Daskalakis: I feel like we can say with great certainty that monkeypox has been transmitted with close physical contact associated with sex.

From the programmatic perspective, we’re treating it with a syndemic strategy, and the way we’re doing it using sexually-transmitted infection and HIV resources signals so much about the right way to control the outbreak.

It’s really more the “how” than the semantics of it. Every state is able to decide if they want to move it into an STD category. So, for example, New York did that; for some 90-day period, they are calling this an STD, so that there is access to resources already there.

Our signal is to use the HIV infrastructure to address this, and people responded really well to that.

Is there ongoing funding for monkeypox?

Daskalakis: There’s no specific funding that’s been allocated for monkeypox. We sent a supplemental request that wasn’t funded. We need a longitudinal plan.

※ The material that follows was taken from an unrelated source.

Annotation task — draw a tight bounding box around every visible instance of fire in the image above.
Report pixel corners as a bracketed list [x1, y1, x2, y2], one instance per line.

You’ve advocated home testing. How would home testing affect the ongoing surveillance and statistics on monkeypox?

Daskalakis: I come from that HIV space, where sometimes you have to give up something to be able to make movement in other things. People that are going to order home tests are going to be motivated to action in other ways. And so thinking about HIV home testing, which was the grandparent of COVID-19 home testing, this really shows us how you reach people you’re not going to reach when you have lab-based, provider-only testing.

When you look at the HIV home testing data from the CDC, 26% of the people that ordered a home test had never been tested before. That is way higher than what you would expect.

It’s a “power to the person on the street” issue for me. That’s so important, that if you’re not going to build a testing center where people will come, then if you can get the test to them — even if it causes a little bit of a pause in data or difficulty understanding the data — that home-based testing ends up becoming really important. I feel pretty strongly that you can’t hold the operational and programmatic things that you know can improve your outcomes hostage for perfect data.

The reality is that a multiplex test in the lab is really important for monkeypox, like a point-of-care test. As seen with secondary syphilis, for example, people tend to come to point of care because they’ve got something going on.

For people that may be symptomatic but don’t need to go get clinical care for monkeypox, who don’t want to go into an environment where “Oh! I have to disclose my sexuality, or this disease potentially discloses in some people’s minds my gender identity,” I think there’s high utility in that.